Não tenciono especular acerca do que leva o eng. Guterres a dizer o que diz, e a calar o que cala. É irrelevante apurar se se trata de dinheiro, carácter, ideologia, distúrbio ou chantagem. A verdade é que interesses subterrâneos (ao estilo dos túneis de Gaza), mas “descobríveis” (ao estilo dos túneis de Gaza), despejaram a figurinha certa no lugar certo. Ninguém serviria tão fielmente os propósitos da ONU quanto aquela gelatina desconsolada, sem sabor nem decência, sem pigmento nem vergonha. O problema não é o ínfimo eng. Guterres, a quem Israel fechou as fronteiras como qualquer pessoa civilizada fecharia a sua casa. O problema também não chega a ser a ONU, agremiação que há demasiados anos ergueu o “sionismo” a inimigo número um e único, e que agora já dispõe de funcionários alistados nas fileiras do terror.

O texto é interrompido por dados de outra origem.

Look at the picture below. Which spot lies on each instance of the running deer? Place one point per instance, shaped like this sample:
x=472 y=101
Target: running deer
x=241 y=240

O problema é o mundo, ou o rumo que a parte dita ocidental do mundo decidiu tomar. Nas mãos de líderes (?) débeis ou puros vendidos, “sensíveis” e “tolerantes”, o Ocidente teima em ceder a senhores e a culturas a que não falta vontade, que infelizmente acumulam com a escassez de escrúpulos e a intolerância radical. De um lado, “abertura”; do lado oposto, conquista. Neste cenário, a excepção é Israel, que por necessidade trava as guerras que abdicamos de sequer prevenir. Se Israel não vencer, a célebre “escalada” será igual a esta estranha época: de pernas para o ar. E vai conduzir-nos a um fundo de que não se vê retorno.